Le istituzioni impegnate nella politica economica dell’UE sono principalmente due: (i) la banca centrale europea (BCE) per la politica monetaria e per assicurare, tramite organismi ad essa collegati, l’unione e la stabilità del sistema bancario europeo e (ii) la Commissione europea (CE) per attuare, anch’essa tramite organismi ad hoc, la sorveglianza delle finanze statali e per concepire una propria politica fiscale. Dall’operare di queste due istituzioni, secondo la normativa, deriva il mix politica monetaria/politica fiscale nella diverse fasi dell’andamento dell’economia dei paesi membri dell’UE.
Dopo un ventennio dall’istituzione dell’euro è possibile trarre qualche conclusione sull’efficacia e sui limiti di questo mix, in relazione alle fasi congiunturali vissute dalla
dalla UE.
- Il mix di politica fiscale e monetaria nell’era dell’Euro
L’evoluzione del mix politica monetaria e fiscale nel ventennio 2000-2020 ha messo in luce delle incongruenze, cui non è possibile prescindere nel momento in cui si pongono le basi per ricostruire un sistema di disciplina fiscale nella “nuova normalità”. A tale fine è utile ricorrere ad schematica periodizzazione del ventennio, suddividendolo in cinque sottoperiodi.
Il primo, 2000-2008, è stato caratterizzato dalla “divina coincidenza”, come l’ha battezzata Oliver Blanchard, con un tasso di inflazione medio non superiore al benchmark del 2% ed un analogo tasso di crescita medio. Il mix era caratterizzato da una “dominanza monetaria debole”, cioè una politica della BCE indipendente dalla politica di bilancio degli stati, mentre quest’ultima, vincolata dai parametri di Maastricht, derivava esclusivamente dagli effetti degli stabilizzatori automatici.
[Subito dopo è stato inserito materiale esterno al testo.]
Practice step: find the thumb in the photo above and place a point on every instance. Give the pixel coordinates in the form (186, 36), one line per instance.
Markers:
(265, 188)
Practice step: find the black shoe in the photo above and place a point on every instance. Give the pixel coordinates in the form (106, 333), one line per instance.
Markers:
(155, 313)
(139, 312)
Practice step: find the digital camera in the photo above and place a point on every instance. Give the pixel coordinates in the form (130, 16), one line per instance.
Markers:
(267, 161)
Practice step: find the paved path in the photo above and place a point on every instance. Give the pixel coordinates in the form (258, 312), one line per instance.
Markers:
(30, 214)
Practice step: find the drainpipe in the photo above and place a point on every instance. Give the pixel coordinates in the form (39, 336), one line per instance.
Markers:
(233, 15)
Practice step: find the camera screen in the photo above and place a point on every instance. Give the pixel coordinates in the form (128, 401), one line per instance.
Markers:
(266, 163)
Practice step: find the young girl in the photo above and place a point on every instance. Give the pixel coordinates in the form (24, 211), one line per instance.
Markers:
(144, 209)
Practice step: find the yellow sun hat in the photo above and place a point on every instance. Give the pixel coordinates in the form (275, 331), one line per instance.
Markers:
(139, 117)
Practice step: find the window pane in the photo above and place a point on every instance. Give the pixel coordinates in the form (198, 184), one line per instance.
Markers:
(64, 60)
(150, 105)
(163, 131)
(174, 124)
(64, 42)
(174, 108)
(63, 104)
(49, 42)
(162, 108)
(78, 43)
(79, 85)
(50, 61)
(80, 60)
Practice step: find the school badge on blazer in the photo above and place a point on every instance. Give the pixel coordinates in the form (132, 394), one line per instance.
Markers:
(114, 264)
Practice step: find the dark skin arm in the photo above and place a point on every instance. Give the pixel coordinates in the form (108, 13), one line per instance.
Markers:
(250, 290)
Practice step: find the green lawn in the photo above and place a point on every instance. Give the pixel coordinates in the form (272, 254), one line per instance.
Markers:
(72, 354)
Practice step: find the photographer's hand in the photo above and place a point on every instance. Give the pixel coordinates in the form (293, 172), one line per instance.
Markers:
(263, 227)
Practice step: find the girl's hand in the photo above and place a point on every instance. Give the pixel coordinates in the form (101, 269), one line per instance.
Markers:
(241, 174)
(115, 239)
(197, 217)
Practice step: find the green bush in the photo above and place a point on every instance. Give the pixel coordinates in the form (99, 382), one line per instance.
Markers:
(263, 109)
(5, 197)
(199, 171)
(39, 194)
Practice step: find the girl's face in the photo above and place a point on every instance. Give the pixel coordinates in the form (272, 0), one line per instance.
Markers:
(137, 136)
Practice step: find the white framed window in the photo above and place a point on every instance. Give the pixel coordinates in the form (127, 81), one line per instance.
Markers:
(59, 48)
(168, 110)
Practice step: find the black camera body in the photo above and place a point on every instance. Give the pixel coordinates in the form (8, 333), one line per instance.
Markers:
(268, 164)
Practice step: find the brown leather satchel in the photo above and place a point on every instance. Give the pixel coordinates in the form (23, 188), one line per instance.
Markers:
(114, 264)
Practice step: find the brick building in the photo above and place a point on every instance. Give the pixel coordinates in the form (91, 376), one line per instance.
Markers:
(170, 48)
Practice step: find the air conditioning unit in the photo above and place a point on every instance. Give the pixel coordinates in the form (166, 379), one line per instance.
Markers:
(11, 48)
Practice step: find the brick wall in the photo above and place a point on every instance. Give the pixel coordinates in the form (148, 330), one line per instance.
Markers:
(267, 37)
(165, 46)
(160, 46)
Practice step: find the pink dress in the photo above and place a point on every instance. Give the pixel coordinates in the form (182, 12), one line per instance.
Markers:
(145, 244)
La CE, nel sottoperiodo, ha svolto compiti e funzioni standard di arbitraggio dei conflitti, costruzione di consenso, e promozione dell’integrazione. Per l’Italia è stato un decennio di occasioni mancate sia per la crescita della produttività, del PIL e per il livello del debito.
Il secondo sottoperiodo, 2009-2010, è caratterizzato dalla crisi finanziaria, enfatizzata dal fallimento della Lehman Brothers, che ha determinato una profonda recessione globale, con alcuni stati come l’Italia più colpiti di altri. La BCE, pur con un colpevole ritardo è intervenuta con una politica monetaria espansiva, con i primi interventi “non convenzionali”, mentre gli stati attuavano politiche fiscali altrettanto espansive, favorite dall’affiancamento della CE alla politica della BCE. Il mix fondato sulla complementarità dei due strumenti ha consentito il recupero dell’economia globale del 2010.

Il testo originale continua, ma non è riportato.